Diante do Exposto, e de tudo o mais que dos autos consta, Julgo Procedente a ação penal para Condenar o réu Mateus da Costa Meira à pena de 110 (Cento e dez) anos e 06 (Seis) Meses de Reclusão, em regime integral fechado, por incurso nas regras do artigo 121, parágrafo 2º, inciso IV (três vezes), c.c. artigo 61, inciso II, alínea “I”; e artigo 121, parágrafo 2º, inciso IV, c.c. artigo 14, inciso II, c.c. artigo 61, inciso II, alínea “I” (quatro vezes) e à pena de 10 (Dez) Anos de detenção, em regime semi-aberto, por incurso nas regras do artigo 132 (quinze vezes), c.c. artigo 61, inciso II, alíneas “c ” e “I”, todos c.c. artigo 69, “caput”, todos do Código Penal.

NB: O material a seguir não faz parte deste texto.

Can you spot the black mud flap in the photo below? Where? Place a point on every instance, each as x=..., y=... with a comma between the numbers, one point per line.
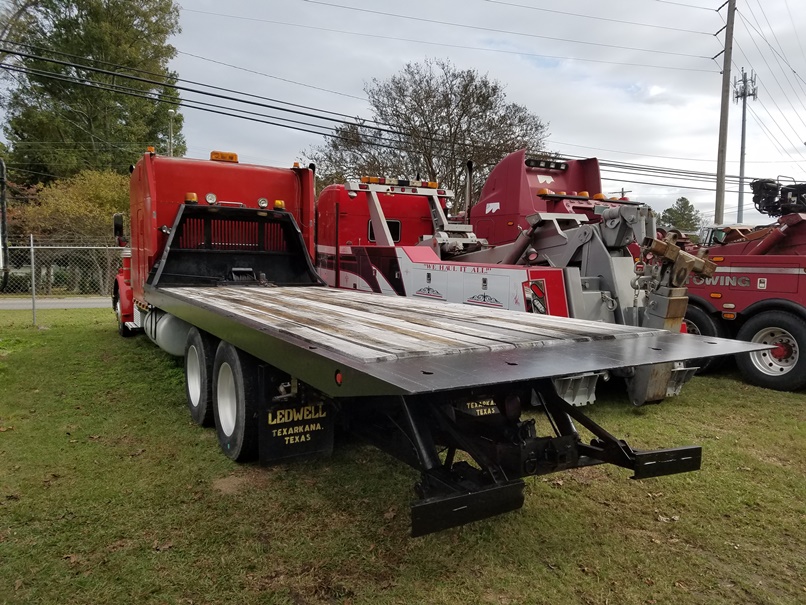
x=655, y=463
x=295, y=431
x=442, y=512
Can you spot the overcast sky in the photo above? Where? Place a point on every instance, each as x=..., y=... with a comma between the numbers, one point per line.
x=622, y=80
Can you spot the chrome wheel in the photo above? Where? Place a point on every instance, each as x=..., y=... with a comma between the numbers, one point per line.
x=779, y=360
x=227, y=399
x=194, y=377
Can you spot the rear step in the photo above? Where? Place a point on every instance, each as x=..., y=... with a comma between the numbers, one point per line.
x=443, y=512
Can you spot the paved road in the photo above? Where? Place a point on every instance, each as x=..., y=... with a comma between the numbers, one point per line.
x=73, y=302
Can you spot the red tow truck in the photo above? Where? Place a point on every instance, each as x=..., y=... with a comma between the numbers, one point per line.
x=758, y=292
x=560, y=251
x=219, y=271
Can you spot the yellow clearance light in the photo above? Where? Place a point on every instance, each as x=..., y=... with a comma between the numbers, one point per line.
x=224, y=156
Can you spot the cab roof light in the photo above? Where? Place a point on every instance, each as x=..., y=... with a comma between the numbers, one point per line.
x=379, y=180
x=548, y=164
x=224, y=156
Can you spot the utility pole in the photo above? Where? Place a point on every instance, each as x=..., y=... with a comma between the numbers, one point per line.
x=719, y=208
x=171, y=113
x=744, y=88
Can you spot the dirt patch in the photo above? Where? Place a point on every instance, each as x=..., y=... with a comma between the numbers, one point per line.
x=236, y=483
x=230, y=485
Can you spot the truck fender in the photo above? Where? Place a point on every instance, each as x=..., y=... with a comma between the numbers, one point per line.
x=703, y=303
x=774, y=304
x=167, y=331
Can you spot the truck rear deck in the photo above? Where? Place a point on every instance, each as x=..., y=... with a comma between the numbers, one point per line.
x=399, y=346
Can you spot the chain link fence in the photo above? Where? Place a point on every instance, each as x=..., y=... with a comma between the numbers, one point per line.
x=61, y=268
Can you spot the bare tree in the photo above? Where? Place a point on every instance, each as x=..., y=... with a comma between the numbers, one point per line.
x=428, y=121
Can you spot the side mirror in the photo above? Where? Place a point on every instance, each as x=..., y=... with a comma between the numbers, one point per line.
x=117, y=228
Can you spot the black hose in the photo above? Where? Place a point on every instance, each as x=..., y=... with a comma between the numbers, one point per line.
x=3, y=229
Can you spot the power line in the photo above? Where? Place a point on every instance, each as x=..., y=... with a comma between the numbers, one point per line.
x=446, y=45
x=686, y=5
x=772, y=73
x=260, y=73
x=159, y=75
x=597, y=18
x=500, y=31
x=664, y=157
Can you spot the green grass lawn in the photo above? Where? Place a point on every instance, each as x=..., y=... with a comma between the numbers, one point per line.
x=109, y=494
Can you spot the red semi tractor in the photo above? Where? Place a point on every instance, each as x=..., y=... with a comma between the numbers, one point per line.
x=219, y=271
x=559, y=251
x=758, y=292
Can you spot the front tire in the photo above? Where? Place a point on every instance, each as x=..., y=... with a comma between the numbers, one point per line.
x=701, y=323
x=235, y=408
x=782, y=368
x=123, y=329
x=200, y=351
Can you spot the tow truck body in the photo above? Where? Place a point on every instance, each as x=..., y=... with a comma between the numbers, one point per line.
x=276, y=361
x=758, y=292
x=527, y=248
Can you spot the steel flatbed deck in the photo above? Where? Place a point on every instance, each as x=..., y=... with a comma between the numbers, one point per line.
x=383, y=345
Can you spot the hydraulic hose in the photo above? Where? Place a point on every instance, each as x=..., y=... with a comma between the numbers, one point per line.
x=4, y=263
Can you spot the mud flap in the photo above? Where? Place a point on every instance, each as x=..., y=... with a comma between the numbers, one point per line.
x=442, y=512
x=655, y=463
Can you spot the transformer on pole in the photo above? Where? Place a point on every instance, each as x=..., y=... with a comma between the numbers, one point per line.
x=742, y=89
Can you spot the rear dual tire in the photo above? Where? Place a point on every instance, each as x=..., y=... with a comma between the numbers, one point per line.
x=782, y=368
x=235, y=409
x=200, y=350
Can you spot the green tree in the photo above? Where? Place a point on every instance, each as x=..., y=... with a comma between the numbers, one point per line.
x=62, y=114
x=78, y=208
x=682, y=215
x=429, y=120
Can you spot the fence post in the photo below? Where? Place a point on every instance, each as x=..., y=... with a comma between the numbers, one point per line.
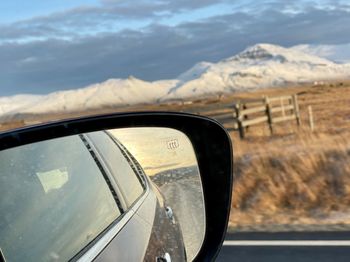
x=296, y=109
x=239, y=120
x=311, y=118
x=282, y=106
x=269, y=114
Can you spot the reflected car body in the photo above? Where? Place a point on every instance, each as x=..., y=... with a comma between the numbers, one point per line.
x=84, y=198
x=162, y=240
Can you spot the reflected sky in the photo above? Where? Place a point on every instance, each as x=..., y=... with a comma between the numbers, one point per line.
x=157, y=149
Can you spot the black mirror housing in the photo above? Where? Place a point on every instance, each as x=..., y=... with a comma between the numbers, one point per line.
x=211, y=143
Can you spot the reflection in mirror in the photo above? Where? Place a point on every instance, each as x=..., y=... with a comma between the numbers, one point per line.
x=168, y=158
x=101, y=193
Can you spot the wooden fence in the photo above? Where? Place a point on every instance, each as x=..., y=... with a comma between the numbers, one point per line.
x=270, y=110
x=243, y=114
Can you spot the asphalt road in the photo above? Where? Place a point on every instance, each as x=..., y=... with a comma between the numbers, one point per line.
x=185, y=198
x=286, y=247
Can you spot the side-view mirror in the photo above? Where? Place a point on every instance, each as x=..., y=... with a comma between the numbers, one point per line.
x=123, y=187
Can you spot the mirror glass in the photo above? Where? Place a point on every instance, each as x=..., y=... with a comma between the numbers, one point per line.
x=100, y=193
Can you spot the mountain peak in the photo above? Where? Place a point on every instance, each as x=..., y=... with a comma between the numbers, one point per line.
x=275, y=53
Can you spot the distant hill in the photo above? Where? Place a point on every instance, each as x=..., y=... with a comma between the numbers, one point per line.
x=258, y=66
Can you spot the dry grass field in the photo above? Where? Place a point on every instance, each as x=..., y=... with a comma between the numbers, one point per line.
x=293, y=177
x=296, y=176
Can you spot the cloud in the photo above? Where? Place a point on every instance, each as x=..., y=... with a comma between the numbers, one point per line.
x=62, y=57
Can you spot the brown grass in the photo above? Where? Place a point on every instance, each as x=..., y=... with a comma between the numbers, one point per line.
x=292, y=177
x=296, y=176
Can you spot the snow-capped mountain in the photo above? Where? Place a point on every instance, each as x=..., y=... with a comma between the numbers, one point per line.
x=259, y=66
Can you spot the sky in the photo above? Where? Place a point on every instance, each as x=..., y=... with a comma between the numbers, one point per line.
x=46, y=46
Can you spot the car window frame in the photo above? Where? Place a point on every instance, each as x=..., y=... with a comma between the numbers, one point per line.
x=109, y=173
x=96, y=246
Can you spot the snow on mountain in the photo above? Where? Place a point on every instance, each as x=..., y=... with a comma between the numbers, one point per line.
x=336, y=53
x=17, y=102
x=259, y=66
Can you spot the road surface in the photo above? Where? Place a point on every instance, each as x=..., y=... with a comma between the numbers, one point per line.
x=286, y=247
x=185, y=198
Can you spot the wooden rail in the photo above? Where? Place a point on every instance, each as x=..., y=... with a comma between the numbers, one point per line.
x=243, y=114
x=270, y=110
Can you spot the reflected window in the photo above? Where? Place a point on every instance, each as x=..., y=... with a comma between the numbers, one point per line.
x=54, y=200
x=127, y=180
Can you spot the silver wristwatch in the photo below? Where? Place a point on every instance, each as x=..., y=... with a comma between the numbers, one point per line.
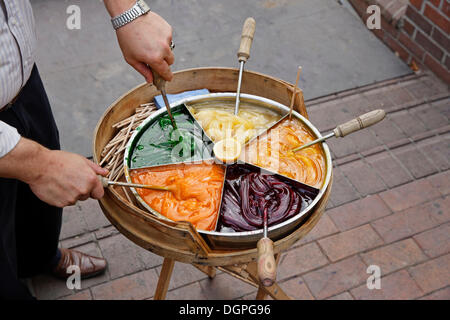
x=139, y=9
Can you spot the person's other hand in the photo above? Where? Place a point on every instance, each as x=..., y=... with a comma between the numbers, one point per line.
x=64, y=178
x=146, y=42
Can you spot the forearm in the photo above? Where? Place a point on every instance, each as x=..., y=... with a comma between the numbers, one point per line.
x=23, y=161
x=116, y=7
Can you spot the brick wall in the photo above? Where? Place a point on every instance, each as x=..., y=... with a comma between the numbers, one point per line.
x=416, y=30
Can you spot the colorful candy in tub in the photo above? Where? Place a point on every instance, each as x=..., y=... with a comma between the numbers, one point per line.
x=248, y=191
x=196, y=190
x=161, y=144
x=219, y=121
x=273, y=151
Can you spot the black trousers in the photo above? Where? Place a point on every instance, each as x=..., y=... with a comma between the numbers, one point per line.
x=29, y=228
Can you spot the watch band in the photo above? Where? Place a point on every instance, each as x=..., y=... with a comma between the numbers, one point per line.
x=139, y=9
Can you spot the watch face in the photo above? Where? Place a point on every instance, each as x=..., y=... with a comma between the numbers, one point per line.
x=143, y=6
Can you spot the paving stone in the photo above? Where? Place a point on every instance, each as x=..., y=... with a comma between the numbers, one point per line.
x=363, y=140
x=363, y=177
x=436, y=241
x=317, y=115
x=408, y=123
x=438, y=151
x=336, y=278
x=93, y=215
x=394, y=256
x=389, y=169
x=73, y=222
x=77, y=241
x=136, y=286
x=409, y=195
x=378, y=99
x=358, y=212
x=105, y=232
x=300, y=260
x=431, y=117
x=342, y=191
x=296, y=289
x=396, y=286
x=357, y=104
x=93, y=250
x=436, y=86
x=189, y=292
x=441, y=182
x=415, y=161
x=82, y=295
x=347, y=243
x=342, y=296
x=443, y=107
x=225, y=287
x=419, y=89
x=442, y=294
x=323, y=228
x=399, y=96
x=413, y=220
x=183, y=274
x=124, y=257
x=387, y=131
x=433, y=274
x=342, y=147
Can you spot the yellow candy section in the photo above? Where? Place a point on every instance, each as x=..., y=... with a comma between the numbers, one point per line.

Pelos motivos expostos na fundamentação da pena e considerado que o réu Mateus da Costa Meira permaneceu preso durante toda a instrução criminal, não poderá recorrer em liberdade.

Recomende-se o réu no estabelecimento prisional onde se encontrar detido e, após o trânsito em julgado, expeça-se mandado de prisão e lance-se seu nome no Livro “Rol dos Culpados”.

Sala das deliberações do Primeiro Tribunal do Júri de São Paulo, Plenário “10”, às 22:30 horas, do dia 03 de junho de 2004.

Publicada em plenário, saem os presentes intimados. Registre-se.